Re: Welcher Forstnerbohrer?

Beitrag von Bernd Grunwald »


Hallo Ernst,

ich habe zur Feier meines 60. Geburtstages etwa 30 Birkenastabschnitte mit stirnseitig eingelassenen Teelichtern hergestellt. Die Anfrage dazu kam von meiner Frau, und meine spontane Antwort war: das kannste vergessen, dafür habe ich kein Werkzeug.

Nach einigem Nachdenken habe ich mich dann doch ans Werk gemacht. Allerdings nicht mit einem teuren Spezialbohrer etc., sondern mit der Oberfräse und einem vorhandenen Kopierfräser (12,7 mm Nutfräser mit Kugellageranlaufring). Das hat super geklappt und funktionierte sogar bei Birkenästen, deren Durchmesser kaum größer als der Teelichtdurchmesser ist.

In ein Reststück einer MDF-Platte habe ich am Bohrständer ein passendes Loch gebohrt (mit einem Forstnerbohrer aus einem Baumarkt-Billig-Set bzw. einem Topfscharnierbohrer). Das Loch in der MDF-Platte war meine Schablone für's Kopierfräsen.

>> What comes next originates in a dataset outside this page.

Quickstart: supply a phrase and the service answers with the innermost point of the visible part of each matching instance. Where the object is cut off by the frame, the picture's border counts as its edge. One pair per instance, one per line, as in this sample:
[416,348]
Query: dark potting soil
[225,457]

Die Birkenabschnitte wurden auf der Kapp- und Gehrungssäge sauber geschnitten und anschließend vertikal in die Hinterzange meiner Hobelbank gespannt (Stirnseite bündig mit Hobelbankoberfläche. Dann die MDF Schablone von oben drauf gelegt, mit Zwingen an der Hobelbank befestigt, Oberfräse rein, auf voreingestellte Tiefe runterdrücken und spiral-kreisförmig bis zum Schablonenrand fräsen - ruck zuck war das Loch für's Teelicht sauber bis auf den Grund gefräst. Ging schnell, an einem halben Nachmittag war alles fertig. Vorteil gegenüber dem Bohrer: kein großes Drehmoment und keine Ausrissgefahr am Bohrlochrand. Man kann ohne Ausriss bis fast zur Rinde fräsen.

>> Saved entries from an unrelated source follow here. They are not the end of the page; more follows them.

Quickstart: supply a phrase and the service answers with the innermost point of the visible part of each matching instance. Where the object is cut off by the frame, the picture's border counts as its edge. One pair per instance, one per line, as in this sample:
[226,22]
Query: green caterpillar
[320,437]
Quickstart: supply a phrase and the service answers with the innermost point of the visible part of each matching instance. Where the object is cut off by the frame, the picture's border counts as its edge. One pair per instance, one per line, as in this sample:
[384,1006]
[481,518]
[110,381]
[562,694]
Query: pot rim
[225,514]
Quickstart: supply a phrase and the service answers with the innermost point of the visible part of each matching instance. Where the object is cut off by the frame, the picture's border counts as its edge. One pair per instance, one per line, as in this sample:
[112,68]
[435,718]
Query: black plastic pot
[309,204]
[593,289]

Drei unterschiedlich lange Birkenstücke mit je einem Teelicht oben drin wurden mit einer Schleife zusammengebunden und auf jedem Tisch in ein rechteckiges kleines Holztablett gestellt, dessen Boden (in Anspielung auf meinen Lieblingswerkstoff) mit dem Abfallholz (einige dünne Birkenholzscheibchen) und mit Hobelspänen bedeckt war. Diese Tischdeko meiner Frau hat von den Geburtstagsgästen ein dickes Lob gekriegt. Die Gastfamilien durften sie anschließend mit nach Hause nehmen.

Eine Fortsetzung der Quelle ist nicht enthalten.